Date: January 27, 2026
Host: Tenderfoot Labs (TFLabs)
Guest: Dr. Robert Redfield (former CDC Director)
Summary prepared by request
This episode features an in-depth interview with Dr. Robert Redfield, focused on the high-stakes world of pandemic origin, gain-of-function research, and global biosecurity threats. Drawing on Redfield’s decades of public health experience—including his controversial role as CDC Director during COVID-19—the episode explores the shifting narratives around COVID origins, mounting concern over bird flu, and lessons to (belatedly) apply before the next pandemic hits. The conversation intertwines personal reflection, policy critique, and candid commentary on the scientific and political players who have shaped the crisis.
Long Covid Recognition:
Redfield shares the slow journey of medical acknowledgment for Long Covid, recounting patient stories of being dismissed as psychosomatic until visible debility—particularly cognitive dysfunction—couldn’t be ignored.
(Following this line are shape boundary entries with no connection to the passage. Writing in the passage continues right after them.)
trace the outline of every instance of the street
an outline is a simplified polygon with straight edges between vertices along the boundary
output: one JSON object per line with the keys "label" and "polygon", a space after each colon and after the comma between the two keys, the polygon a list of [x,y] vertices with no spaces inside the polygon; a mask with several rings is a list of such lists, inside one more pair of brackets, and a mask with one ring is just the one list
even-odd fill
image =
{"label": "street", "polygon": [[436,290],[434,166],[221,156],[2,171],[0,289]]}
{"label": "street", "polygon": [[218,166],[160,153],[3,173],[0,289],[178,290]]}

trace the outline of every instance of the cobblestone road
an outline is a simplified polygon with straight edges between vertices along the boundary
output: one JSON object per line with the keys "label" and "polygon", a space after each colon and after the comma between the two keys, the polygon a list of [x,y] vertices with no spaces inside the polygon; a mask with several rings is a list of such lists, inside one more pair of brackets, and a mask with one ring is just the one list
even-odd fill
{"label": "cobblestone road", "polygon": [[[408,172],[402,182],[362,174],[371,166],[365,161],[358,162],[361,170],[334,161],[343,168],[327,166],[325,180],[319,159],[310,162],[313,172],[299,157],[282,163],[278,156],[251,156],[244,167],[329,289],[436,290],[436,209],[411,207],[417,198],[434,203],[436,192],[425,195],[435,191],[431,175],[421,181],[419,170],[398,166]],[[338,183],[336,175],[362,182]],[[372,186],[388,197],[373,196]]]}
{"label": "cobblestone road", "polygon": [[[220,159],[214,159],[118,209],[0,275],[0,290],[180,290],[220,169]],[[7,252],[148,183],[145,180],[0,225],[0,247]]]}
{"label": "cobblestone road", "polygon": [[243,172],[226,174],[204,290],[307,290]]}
“She cried because you’re the first doctor that acknowledged I was sick.”
(Dr. Redfield, 01:57)
Vaccine Injuries:
The acknowledgment of mRNA vaccine-related injuries is becoming less taboo. Redfield notes a growing patient cohort suffering after mRNA vaccination, advising heightened scrutiny and selective use (preferring protein-based vaccines for the elderly).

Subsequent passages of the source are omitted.